There are certain foods and drinks that can harm your baby if you have them while you are pregnant. Here is a list of items you should avoid:
- Alcohol. Do not drink alcohol like wine or beer. Enjoy decaf coffee or tea, non-sugar-sweetened drinks, or water with a dash of juice. Avoid diet drinks and drinks with caffeine.
- Fish that may have high levels of mercury (a substance that can build up in fish and harm an unborn baby). You should eat 8 to 12 ounces of seafood per week, but limit white (albacore) tuna to 6 ounces per week. Do not eat tilefish, shark, swordfish, and king mackerel.
- Anything that is not food. Some pregnant women may crave something that is not food, such as laundry starch or clay. This may mean that you are not getting the right amount of a nutrient. Talk to your doctor if you crave something that is not food. He or she can help you get the right amount of nutrients.
How much physical activity do I need?
Most women need the same amount of physical activity as before they became pregnant. Aim for at least 30 minutes of aerobic activity per day on most days of the week. Aerobic activities use large muscle groups (back, chest, and legs) to increase heart rate and breathing.
The aerobic activity should last at least 10 minutes at a time and should be of moderate intensity. This means it makes you breathe harder but does not overwork or overheat you.
If you have health issues like obesity, high blood pressure, diabetes, or anemia (too few healthy red blood cells), ask your health care provider about a level of activity that is safe for you.
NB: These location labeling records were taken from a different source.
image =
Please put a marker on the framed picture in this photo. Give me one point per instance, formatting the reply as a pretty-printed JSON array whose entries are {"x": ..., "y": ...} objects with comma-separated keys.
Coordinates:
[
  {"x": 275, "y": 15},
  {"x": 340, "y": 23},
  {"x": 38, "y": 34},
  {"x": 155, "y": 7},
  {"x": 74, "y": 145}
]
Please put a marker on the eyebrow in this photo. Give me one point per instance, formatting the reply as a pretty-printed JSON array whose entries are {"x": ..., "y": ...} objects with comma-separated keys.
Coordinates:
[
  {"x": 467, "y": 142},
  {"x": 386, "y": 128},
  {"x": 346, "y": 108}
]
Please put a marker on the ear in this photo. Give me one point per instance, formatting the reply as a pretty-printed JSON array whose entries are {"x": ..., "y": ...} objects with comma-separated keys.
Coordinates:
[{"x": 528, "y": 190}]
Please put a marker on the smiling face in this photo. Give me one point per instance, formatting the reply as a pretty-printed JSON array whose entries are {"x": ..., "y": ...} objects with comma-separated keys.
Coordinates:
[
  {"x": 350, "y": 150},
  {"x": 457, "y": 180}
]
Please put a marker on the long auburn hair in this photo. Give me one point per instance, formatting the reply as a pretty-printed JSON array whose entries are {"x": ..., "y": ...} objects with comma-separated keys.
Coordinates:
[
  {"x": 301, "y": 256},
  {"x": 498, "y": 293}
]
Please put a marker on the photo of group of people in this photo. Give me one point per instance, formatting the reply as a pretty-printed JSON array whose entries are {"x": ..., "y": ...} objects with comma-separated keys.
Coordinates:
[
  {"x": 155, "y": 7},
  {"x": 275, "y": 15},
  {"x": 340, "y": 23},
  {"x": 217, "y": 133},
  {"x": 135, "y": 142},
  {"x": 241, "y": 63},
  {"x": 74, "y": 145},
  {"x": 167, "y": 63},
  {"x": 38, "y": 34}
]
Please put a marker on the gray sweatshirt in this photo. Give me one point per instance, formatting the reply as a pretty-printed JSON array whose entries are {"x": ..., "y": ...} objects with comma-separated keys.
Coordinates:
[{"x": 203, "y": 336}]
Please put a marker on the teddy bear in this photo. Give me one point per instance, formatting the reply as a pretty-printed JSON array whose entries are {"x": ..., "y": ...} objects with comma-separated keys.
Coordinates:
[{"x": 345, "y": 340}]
Almost all women can and should be physically active during pregnancy. Regular physical activity may
- help you and your baby gain the right amounts of weight
- reduce backaches, leg cramps, and bloating
- reduce your risk for gestational diabetes (diabetes that develops when a woman is pregnant)
If you were physically active before you became pregnant, you may not need to change your exercise habits. Talk with your health care provider about how to change your workouts during pregnancy.
It can be hard to be physically active if you do not have child care for your other children, have not worked out before, or do not know what to do. Keep reading for tips about how you can work around these things and be physically active.Even if you have not been active before, you can be active during your pregnancy by using the tips below:
- Go for a walk around the block, in a local park, or in a shopping mall with a family member or friend. If you already have children, take them with you and make it a family outing.
- Get up and move around at least once an hour if you sit in a chair most of the day. When watching TV, get up and move around during commercials. Even a simple activity like walking in place can help.